Telling the story of the three sisters –a fashion designer, a café owner and a flower arranger – and what transpires when their estranged father, now suffering from Alzheimer’s, walks into the store. Instead of allowing the piece to devolve into clichéd melodrama or a series of punchlines, True focuses on the humanity of these characters with their faulty memories and damaged pasts.
Strangely enough, True showcases the men in its production the best. The charming Scott McCord as Franco delivers comic relief then riffs on the in-store piano, and his scene with the patriarchal Roy is one of the production’s best. As Roy, the legendary Layne Coleman takes a potential monster and makes him scary but vulnerable in this star turn.
Labordé wrote and realistically directed the slightly uncomfortable show, exploring the nature of memory as tension and questions propel the story forward, even as it involves travelling back. However, the heavy-handed flashbacks of the last 15 minutes make the piece drag while too graphically and too obviously (especially in such proximity to the audience) to demonstrate the evils that lead to the present day situation.
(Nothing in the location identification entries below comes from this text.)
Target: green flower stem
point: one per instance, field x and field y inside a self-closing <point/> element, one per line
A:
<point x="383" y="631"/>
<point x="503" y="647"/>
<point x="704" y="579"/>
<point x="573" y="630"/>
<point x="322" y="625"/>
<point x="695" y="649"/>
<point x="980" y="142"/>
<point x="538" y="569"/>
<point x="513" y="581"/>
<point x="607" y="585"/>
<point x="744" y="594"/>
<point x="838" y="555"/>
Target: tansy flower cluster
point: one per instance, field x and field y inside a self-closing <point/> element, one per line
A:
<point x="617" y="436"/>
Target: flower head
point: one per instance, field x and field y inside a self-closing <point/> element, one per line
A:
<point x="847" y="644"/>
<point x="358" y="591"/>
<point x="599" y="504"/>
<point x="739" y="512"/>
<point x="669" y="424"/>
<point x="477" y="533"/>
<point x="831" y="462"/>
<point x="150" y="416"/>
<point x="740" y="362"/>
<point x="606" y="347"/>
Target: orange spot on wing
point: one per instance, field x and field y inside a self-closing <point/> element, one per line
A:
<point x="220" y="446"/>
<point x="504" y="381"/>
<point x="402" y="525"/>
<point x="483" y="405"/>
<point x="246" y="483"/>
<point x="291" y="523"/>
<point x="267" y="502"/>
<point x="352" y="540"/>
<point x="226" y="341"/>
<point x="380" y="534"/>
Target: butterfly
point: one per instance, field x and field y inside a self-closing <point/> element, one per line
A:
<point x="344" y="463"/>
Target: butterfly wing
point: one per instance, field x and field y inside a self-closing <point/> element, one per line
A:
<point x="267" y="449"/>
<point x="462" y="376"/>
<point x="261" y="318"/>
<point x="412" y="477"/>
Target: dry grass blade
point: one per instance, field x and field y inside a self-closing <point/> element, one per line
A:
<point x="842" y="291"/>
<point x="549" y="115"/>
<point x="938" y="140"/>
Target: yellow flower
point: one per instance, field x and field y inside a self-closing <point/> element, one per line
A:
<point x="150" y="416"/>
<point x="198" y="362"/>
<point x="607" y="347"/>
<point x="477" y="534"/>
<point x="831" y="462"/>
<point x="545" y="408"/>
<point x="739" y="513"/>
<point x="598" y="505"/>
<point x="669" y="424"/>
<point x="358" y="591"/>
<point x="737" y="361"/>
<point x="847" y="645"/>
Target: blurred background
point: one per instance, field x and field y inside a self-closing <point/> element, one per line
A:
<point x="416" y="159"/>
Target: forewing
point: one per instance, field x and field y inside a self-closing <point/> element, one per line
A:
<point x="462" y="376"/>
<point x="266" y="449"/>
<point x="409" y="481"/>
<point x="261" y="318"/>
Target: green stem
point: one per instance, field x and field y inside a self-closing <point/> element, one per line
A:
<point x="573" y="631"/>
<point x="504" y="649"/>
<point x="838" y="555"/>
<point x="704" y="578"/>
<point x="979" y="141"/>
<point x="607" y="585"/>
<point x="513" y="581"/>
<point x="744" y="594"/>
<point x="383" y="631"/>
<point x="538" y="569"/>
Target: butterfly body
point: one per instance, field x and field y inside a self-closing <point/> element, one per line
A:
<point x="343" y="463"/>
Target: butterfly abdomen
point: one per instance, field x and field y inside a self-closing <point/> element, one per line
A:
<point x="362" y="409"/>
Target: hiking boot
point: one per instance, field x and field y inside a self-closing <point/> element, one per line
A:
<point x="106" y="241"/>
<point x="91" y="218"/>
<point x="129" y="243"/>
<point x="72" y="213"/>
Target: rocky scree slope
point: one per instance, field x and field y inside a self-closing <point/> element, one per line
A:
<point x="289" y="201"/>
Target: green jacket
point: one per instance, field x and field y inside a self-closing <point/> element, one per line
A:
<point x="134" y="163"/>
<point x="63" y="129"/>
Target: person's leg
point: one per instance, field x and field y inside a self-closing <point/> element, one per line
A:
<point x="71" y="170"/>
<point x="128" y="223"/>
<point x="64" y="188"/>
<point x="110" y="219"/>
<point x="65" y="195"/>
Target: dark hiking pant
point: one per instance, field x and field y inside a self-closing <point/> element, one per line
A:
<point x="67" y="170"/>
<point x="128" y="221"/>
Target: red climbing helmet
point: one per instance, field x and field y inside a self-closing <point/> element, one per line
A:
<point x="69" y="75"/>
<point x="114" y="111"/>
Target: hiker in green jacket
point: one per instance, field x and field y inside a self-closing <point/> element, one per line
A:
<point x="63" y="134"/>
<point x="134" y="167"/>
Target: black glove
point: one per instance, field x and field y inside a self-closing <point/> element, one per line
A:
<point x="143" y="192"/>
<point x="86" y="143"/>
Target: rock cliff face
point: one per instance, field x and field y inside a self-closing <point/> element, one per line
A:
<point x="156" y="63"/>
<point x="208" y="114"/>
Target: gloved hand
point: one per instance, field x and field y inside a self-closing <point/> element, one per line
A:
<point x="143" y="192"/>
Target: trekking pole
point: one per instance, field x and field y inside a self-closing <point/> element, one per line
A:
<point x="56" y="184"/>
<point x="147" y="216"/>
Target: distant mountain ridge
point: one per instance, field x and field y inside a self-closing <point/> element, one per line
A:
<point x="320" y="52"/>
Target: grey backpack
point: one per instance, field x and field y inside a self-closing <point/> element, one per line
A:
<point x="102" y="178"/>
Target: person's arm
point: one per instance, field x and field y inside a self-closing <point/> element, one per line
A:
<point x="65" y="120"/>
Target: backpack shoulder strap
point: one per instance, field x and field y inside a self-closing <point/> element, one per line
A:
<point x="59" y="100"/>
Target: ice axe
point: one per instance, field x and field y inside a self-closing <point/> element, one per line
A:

During the play, a soundscape indicates when characters recollect a fragmentary image while still in the present – which is a stronger choice than out-of-context hyperdramatized scenarios with harsh lighting. And tragically, the final scene of the play becomes confusing as history is rewritten, with very little precedent.
Nonetheless, the performances, the intimacy and the strong dialogue do make True an investigation of truth – in memories, in families, in relationships – worth a view.